(1974) Journal d’un Européen (fragments 1974) « VI. Dubrovnik : assemblée générale annuelle de l’Association européenne des festivals de musique » pp. 61-62

VI. Dubrovnik : assemblée générale annuelle de l’Association européenne des festivals de musique

Du 20 au 24 octobre 1974

Chaque année dans un autre pays, au siège de l’un de ses membres, l’AEFM, que je fondais il y a près d’un quart de siècle avec l’aide d’Igor Markevitch, réunit les directeurs des plus grands festivals de l’Europe. Il y a deux ans, c’était à Jérusalem… L’année dernière, Bath, pure merveille d’architecture classique anglaise — à quelques kilomètres cependant des mégalithes de Stonehenge aux cygnes chanteurs. Et l’an prochain, ce sera sans doute Athènes. Ou Helsinki ?

Nous sommes très loin, dans nos débats, des affrontements politiques officiels. Plutôt soucieux d’oppositions qui se manifestent dans la réalité des festivals, telles qu’élites-masses, ou œuvres classiques-expérimentation.

L’AEFM est la première institution européenne qui ait accueilli l’Europe entière, de la Pologne au Portugal, de l’Écosse à la Bohême, de la Suisse à l’Espagne, et de Bayreuth à la Croatie, où nous nous retrouvons aujourd’hui ; dans l’antique Raguse et l’actuelle Dubrovnik.

Pendant que se déroulent nos séances dans un bel hôtel sur la mer, hors des remparts de la vieille ville — et c’est, je crois, la 23e session que je préside, avec un plaisir renouvelé par ce genius loci qui chaque fois nous surprend — je ne puis m’empêcher de penser, par-dessus le déroulement des débats en trois langues, au hasard qui a voulu que cette année nous amène dans ce pays-ci : celui qui se trouve illustrer, de la manière la plus précise, la problématique des congrès auxquels je viens de participer.
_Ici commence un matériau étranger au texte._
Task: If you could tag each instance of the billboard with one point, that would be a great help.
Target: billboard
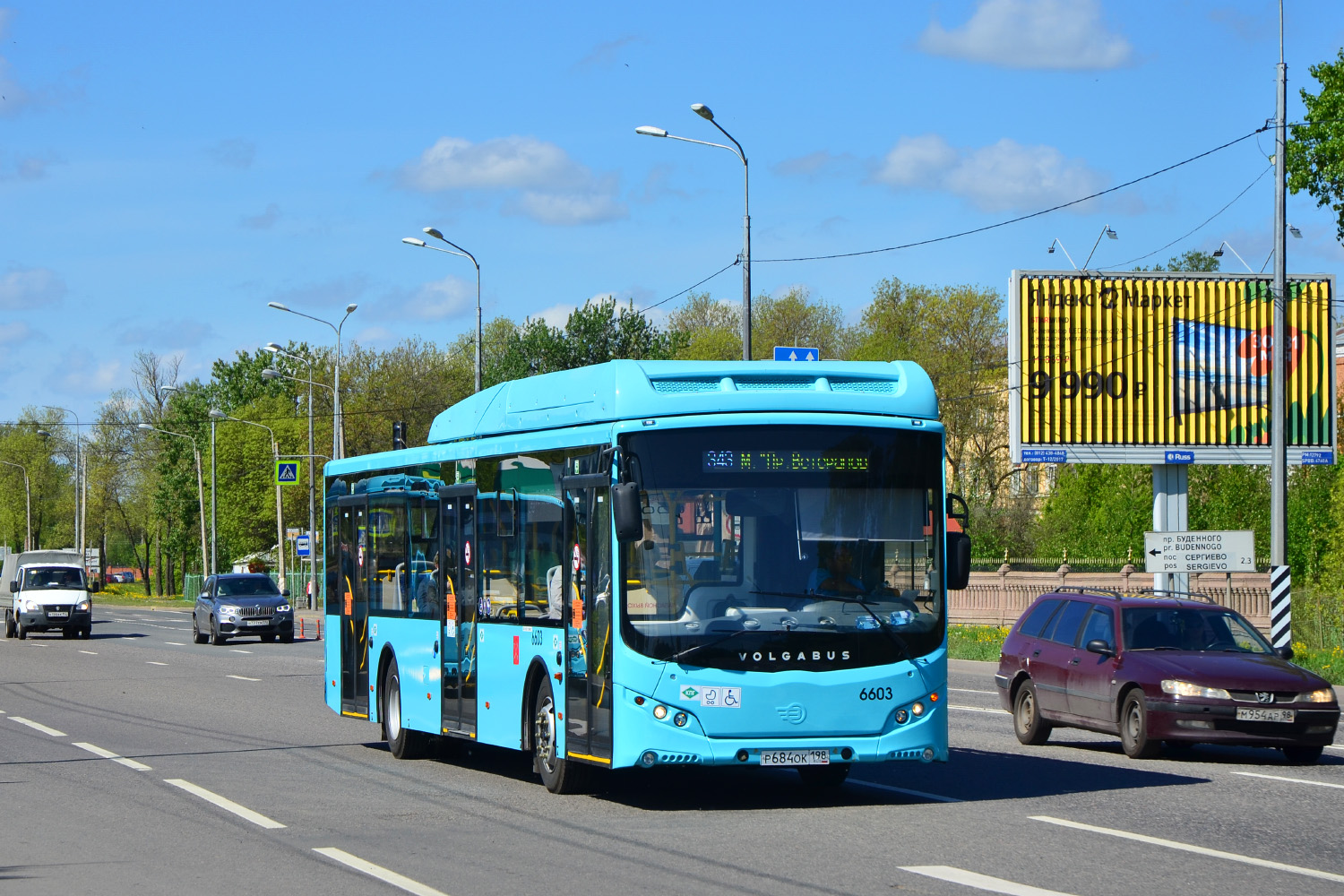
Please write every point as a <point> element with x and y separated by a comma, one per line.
<point>1166,367</point>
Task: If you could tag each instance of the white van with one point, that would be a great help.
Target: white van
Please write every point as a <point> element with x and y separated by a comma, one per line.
<point>46,590</point>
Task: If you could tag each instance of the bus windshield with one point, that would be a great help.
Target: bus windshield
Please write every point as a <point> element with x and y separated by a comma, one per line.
<point>66,578</point>
<point>785,547</point>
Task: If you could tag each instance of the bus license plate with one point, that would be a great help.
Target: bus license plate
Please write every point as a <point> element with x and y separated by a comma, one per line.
<point>795,756</point>
<point>1255,713</point>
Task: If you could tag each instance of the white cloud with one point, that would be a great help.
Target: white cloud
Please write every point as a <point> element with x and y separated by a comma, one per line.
<point>543,182</point>
<point>1032,34</point>
<point>234,152</point>
<point>1002,177</point>
<point>24,288</point>
<point>263,220</point>
<point>443,298</point>
<point>556,314</point>
<point>13,331</point>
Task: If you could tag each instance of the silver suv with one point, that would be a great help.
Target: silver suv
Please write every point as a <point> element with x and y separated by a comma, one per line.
<point>242,605</point>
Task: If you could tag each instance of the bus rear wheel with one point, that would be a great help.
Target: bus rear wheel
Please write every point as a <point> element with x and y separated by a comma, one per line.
<point>558,774</point>
<point>402,742</point>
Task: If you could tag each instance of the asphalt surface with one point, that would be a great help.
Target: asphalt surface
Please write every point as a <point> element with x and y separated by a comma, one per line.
<point>316,804</point>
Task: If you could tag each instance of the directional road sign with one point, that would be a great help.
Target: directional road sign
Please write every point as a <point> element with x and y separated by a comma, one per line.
<point>1199,551</point>
<point>795,354</point>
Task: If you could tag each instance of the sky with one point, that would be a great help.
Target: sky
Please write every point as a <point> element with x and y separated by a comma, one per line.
<point>168,169</point>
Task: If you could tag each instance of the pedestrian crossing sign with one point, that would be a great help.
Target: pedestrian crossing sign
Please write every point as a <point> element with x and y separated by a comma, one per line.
<point>287,471</point>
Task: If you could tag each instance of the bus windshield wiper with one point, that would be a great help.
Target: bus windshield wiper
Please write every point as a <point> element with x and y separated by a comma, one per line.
<point>882,624</point>
<point>709,643</point>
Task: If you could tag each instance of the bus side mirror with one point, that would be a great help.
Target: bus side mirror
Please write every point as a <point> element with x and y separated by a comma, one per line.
<point>959,560</point>
<point>625,509</point>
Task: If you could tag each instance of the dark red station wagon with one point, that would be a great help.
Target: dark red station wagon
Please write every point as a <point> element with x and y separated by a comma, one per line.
<point>1153,669</point>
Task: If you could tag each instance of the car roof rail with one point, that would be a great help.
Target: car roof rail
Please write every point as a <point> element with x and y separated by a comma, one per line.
<point>1070,589</point>
<point>1171,592</point>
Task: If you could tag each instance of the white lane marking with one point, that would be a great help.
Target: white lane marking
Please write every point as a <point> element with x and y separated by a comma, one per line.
<point>228,805</point>
<point>108,754</point>
<point>1191,848</point>
<point>38,726</point>
<point>1295,780</point>
<point>903,790</point>
<point>980,882</point>
<point>381,874</point>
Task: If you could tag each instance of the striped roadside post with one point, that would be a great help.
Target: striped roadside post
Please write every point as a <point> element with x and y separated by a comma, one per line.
<point>1279,607</point>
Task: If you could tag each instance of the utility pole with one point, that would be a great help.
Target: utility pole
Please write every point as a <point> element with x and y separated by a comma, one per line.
<point>1279,590</point>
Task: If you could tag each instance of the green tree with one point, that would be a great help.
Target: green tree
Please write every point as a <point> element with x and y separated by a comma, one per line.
<point>706,330</point>
<point>1314,151</point>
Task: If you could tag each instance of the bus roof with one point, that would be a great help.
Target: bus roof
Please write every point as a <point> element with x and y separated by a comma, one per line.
<point>637,390</point>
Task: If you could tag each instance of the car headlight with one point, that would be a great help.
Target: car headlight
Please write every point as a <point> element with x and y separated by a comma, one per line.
<point>1187,689</point>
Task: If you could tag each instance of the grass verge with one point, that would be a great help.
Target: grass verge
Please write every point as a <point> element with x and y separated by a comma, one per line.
<point>976,642</point>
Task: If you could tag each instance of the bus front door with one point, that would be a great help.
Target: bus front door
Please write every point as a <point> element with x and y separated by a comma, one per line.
<point>459,622</point>
<point>588,608</point>
<point>352,530</point>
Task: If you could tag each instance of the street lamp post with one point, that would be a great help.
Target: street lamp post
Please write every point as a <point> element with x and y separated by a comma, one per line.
<point>81,485</point>
<point>201,487</point>
<point>701,109</point>
<point>269,374</point>
<point>338,435</point>
<point>461,252</point>
<point>280,520</point>
<point>27,493</point>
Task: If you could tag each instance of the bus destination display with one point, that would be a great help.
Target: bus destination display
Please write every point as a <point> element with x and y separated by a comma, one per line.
<point>733,461</point>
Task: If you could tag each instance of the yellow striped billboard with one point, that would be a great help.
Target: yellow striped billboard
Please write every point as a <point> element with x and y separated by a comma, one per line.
<point>1139,367</point>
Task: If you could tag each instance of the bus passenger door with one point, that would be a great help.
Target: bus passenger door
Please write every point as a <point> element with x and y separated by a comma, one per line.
<point>354,606</point>
<point>588,610</point>
<point>457,565</point>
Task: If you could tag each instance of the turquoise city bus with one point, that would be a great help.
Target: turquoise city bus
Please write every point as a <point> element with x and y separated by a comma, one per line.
<point>645,563</point>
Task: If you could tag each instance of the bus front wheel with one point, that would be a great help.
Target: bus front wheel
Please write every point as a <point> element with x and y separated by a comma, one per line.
<point>558,774</point>
<point>402,742</point>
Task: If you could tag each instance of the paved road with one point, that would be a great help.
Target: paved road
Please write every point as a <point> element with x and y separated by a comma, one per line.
<point>142,763</point>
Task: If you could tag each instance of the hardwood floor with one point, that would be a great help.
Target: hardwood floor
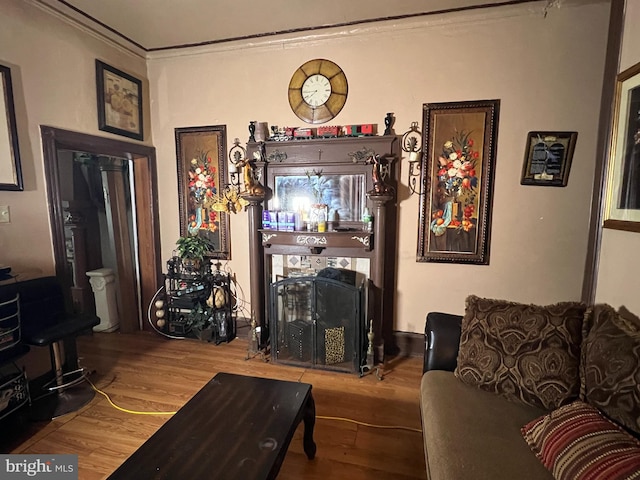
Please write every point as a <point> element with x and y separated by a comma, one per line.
<point>146,372</point>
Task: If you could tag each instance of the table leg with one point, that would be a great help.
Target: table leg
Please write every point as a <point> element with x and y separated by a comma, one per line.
<point>309,419</point>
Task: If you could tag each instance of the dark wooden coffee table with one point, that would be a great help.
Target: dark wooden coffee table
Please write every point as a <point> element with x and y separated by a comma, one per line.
<point>235,427</point>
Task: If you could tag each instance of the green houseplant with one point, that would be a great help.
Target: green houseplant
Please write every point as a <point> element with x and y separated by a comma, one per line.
<point>193,248</point>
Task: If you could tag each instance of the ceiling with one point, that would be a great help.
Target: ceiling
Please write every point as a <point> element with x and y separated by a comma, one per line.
<point>163,24</point>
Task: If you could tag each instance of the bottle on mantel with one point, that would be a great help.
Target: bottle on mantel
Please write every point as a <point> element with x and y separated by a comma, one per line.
<point>367,220</point>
Régions, fédéralisme, autogestion sont depuis vingt ans les mots-clés de la Yougoslavie contemporaine comme ils le seront de l’Europe de demain.

Régions contre centralisation politique : la Yougoslavie se compose de six républiques et de deux provinces autonomes, dont les rapports sont déterminés par une constitution fédérale. On y parle autant de langues qu’en Suisse, c’est-à-dire quatre. On y pratique au moins quatre religions : orthodoxie, catholicisme, islam, et communisme athée. Il s’agit d’arranger tout cela, et non pas de l’uniformiser.
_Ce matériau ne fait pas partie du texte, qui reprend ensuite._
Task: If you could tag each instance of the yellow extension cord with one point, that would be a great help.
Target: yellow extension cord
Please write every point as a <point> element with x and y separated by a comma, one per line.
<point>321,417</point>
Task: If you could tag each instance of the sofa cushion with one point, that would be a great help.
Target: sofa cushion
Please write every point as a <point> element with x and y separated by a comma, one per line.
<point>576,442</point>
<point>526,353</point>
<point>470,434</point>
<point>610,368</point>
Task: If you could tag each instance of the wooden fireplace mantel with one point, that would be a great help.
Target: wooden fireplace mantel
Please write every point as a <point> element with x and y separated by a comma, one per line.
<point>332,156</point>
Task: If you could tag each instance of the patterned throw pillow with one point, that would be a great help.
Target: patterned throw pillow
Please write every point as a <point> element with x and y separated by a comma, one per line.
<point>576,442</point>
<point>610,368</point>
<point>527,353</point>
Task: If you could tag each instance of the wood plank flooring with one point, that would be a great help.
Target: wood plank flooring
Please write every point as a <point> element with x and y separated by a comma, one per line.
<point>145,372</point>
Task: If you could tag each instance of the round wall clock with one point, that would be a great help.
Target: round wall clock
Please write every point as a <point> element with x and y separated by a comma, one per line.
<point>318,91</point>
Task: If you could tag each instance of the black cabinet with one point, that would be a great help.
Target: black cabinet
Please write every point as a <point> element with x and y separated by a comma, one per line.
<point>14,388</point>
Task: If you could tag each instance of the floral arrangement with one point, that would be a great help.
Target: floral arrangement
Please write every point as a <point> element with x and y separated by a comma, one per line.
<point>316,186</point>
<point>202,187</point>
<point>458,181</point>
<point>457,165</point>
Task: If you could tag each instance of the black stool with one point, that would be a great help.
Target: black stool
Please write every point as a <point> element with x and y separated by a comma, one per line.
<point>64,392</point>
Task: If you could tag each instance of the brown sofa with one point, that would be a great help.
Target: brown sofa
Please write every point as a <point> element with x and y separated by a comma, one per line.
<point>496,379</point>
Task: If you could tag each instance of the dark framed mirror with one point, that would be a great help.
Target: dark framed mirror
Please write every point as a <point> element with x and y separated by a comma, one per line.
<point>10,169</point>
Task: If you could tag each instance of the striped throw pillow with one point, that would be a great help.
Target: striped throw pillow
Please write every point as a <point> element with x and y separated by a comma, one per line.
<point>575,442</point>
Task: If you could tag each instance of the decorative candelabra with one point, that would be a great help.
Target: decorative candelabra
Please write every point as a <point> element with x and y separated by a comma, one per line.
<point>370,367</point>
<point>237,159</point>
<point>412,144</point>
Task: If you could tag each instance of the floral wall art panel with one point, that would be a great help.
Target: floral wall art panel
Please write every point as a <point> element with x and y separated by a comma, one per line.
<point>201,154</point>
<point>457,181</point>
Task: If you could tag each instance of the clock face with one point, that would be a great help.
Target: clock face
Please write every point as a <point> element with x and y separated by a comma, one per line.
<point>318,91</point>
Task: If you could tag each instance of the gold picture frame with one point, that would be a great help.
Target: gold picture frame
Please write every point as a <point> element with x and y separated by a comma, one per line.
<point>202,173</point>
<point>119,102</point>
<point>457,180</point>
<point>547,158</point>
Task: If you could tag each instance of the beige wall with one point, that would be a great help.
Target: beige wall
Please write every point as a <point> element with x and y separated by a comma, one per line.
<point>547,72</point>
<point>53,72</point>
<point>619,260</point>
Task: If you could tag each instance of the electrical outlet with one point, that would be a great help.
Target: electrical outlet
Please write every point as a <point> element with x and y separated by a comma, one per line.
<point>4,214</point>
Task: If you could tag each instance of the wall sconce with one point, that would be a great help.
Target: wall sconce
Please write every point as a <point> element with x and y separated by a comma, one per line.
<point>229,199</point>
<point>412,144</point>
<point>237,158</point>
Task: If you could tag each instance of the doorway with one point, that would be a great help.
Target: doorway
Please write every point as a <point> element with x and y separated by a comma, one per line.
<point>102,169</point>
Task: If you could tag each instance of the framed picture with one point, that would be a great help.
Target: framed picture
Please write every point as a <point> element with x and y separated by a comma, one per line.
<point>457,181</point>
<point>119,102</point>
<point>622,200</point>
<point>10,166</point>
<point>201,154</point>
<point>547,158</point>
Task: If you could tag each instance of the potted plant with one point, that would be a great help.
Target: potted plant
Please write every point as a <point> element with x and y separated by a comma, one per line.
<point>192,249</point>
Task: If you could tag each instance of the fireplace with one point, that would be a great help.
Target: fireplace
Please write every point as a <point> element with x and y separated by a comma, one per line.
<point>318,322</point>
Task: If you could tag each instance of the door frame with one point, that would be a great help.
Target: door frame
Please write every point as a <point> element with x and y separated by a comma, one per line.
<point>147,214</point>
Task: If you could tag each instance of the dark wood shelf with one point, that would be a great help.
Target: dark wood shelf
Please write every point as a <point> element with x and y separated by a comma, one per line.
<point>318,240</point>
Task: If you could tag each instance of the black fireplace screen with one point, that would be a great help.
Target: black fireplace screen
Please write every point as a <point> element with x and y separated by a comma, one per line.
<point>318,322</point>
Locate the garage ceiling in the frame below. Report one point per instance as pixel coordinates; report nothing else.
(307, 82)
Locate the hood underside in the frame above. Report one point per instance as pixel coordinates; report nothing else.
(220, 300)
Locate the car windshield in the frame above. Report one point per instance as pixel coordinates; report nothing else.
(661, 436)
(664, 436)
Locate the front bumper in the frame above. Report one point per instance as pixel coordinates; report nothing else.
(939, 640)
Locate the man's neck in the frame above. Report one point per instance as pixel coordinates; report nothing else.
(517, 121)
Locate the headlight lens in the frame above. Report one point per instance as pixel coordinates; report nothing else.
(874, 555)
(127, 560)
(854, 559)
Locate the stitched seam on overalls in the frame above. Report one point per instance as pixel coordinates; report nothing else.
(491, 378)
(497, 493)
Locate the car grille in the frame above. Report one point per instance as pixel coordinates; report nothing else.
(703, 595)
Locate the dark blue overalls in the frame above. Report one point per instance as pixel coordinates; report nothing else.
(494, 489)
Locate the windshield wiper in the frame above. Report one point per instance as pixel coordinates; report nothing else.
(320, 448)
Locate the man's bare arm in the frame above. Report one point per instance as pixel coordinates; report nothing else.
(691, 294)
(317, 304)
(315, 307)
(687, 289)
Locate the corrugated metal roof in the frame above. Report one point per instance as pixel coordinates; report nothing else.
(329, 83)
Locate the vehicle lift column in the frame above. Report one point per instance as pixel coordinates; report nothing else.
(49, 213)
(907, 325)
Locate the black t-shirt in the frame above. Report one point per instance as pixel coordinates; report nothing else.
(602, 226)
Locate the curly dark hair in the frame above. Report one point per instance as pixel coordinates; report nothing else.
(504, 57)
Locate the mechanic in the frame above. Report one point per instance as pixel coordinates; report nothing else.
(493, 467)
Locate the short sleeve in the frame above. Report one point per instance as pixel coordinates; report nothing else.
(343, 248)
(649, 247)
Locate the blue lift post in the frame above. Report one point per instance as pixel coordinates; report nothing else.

Autogestion contre bureaucratie. Et cela ne concerne pas seulement l’économie industrielle, c’est-à-dire le statut des usines [où l’autogestion est acquise, officiellement, et n’en marche pas mieux] mais encore le statut des communes et régions, étroitement bridé jusqu’ici par le pouvoir central, et plus encore, par le Parti qui le détient.

Au-dehors, la tempête n’a pas désemparé pendant les quatre jours de la session. Je n’ai trouvé qu’une seule heure d’accalmie, le troisième jour, pour revoir la Plaça, qui est la longue rue centrale de la cité, dallée de marbre bien usé, où je me souviens que d’autres fois, il y a dix ans, il y a cinq ou six ans, nous marchions à pieds nus, par les beaux soirs d’été. Sur toutes les places, on jouait des opéras dans des décors de marbre jaune. Et dans la forteresse Lobrienac paraissait le spectre d’Hamlet.

Tous les dilemmes tragiques de notre Europe trouvent ici leur illustration.

La devise de la cité est Libertas ; la doctrine de l’État : Autogestion.

Répondant au Syndic de la ville, le dernier soir, j’ai pu célébrer de grand cœur ces deux termes, qui résumaient tout mon automne européen, tout notre espoir.